Pour les trois expériences, la visualisation met en évidence la pénétration des fragments sous la surface du polycarbonate, ainsi que des ondes de choc produites par l’impact. En effet, la modification de densité du polycarbonate due à la variation de pression entraîne un changement de l’indice optique qui se répercute dans la transmission du faisceau sonde.

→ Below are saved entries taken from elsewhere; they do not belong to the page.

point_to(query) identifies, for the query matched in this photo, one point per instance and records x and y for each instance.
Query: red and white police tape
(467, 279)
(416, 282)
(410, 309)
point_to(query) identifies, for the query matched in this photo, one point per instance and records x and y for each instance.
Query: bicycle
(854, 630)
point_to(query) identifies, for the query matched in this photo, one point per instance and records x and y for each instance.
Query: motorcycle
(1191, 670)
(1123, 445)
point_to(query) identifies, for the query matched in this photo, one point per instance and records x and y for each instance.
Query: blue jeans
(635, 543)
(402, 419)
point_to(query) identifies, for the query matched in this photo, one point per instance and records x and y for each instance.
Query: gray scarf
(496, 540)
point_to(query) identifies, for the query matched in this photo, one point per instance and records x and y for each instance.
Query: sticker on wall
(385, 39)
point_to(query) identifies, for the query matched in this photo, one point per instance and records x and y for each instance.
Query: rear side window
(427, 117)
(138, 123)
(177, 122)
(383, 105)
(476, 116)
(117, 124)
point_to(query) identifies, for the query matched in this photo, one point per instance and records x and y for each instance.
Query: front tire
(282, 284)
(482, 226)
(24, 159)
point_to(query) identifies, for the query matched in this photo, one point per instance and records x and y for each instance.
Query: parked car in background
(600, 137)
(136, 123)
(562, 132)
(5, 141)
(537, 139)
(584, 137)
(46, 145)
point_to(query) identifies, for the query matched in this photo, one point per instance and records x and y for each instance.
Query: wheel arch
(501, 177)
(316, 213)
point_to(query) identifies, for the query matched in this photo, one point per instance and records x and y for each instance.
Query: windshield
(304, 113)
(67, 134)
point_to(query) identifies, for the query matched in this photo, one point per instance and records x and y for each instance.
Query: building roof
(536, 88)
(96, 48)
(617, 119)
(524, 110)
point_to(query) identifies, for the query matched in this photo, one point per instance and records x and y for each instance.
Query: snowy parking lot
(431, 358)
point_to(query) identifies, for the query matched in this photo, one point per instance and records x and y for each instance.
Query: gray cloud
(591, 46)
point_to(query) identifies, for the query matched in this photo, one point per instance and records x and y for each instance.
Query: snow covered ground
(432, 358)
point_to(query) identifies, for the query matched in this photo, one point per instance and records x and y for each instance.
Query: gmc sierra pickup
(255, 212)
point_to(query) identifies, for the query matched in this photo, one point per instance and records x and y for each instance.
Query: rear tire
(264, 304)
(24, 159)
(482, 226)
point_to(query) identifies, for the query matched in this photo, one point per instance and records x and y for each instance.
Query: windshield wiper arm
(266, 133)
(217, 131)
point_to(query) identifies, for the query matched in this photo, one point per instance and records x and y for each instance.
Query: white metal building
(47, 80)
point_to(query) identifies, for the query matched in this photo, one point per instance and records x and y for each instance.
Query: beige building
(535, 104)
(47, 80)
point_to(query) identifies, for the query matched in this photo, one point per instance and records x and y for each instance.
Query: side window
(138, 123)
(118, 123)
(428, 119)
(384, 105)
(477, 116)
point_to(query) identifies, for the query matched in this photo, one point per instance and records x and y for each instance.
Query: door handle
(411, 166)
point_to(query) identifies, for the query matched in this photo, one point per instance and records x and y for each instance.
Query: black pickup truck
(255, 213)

Ainsi, dans la figure V.5(b) on peut observer la propagation d’une onde de compression approximativement sphérique, matérialisée par des zones plus lumineuses en arcs de cercle centrés sur la zone d’impact des fragments. Dans la figureV.5(c), l’onde de choc a atteint la face arrière de la plaque de polycarbonate, et elle se réfléchit en une onde de détente. La traction induite dans le matériau entraîne une diminution de la transmission du faisceau sonde, donc

l’effet inverse de la compression. Enfin dans la figureV.5(d), l’onde de détente est entièrement formée et se propage vers la face avant.

Dans des géométries plus complexes, de telles visualisations pourraient aider à comprendre les interactions d’ondes dans les plaques de protection, expliquer des ruptures ou une fragilisation, avec un rôle possible des fixations de ces plaques dans leur support.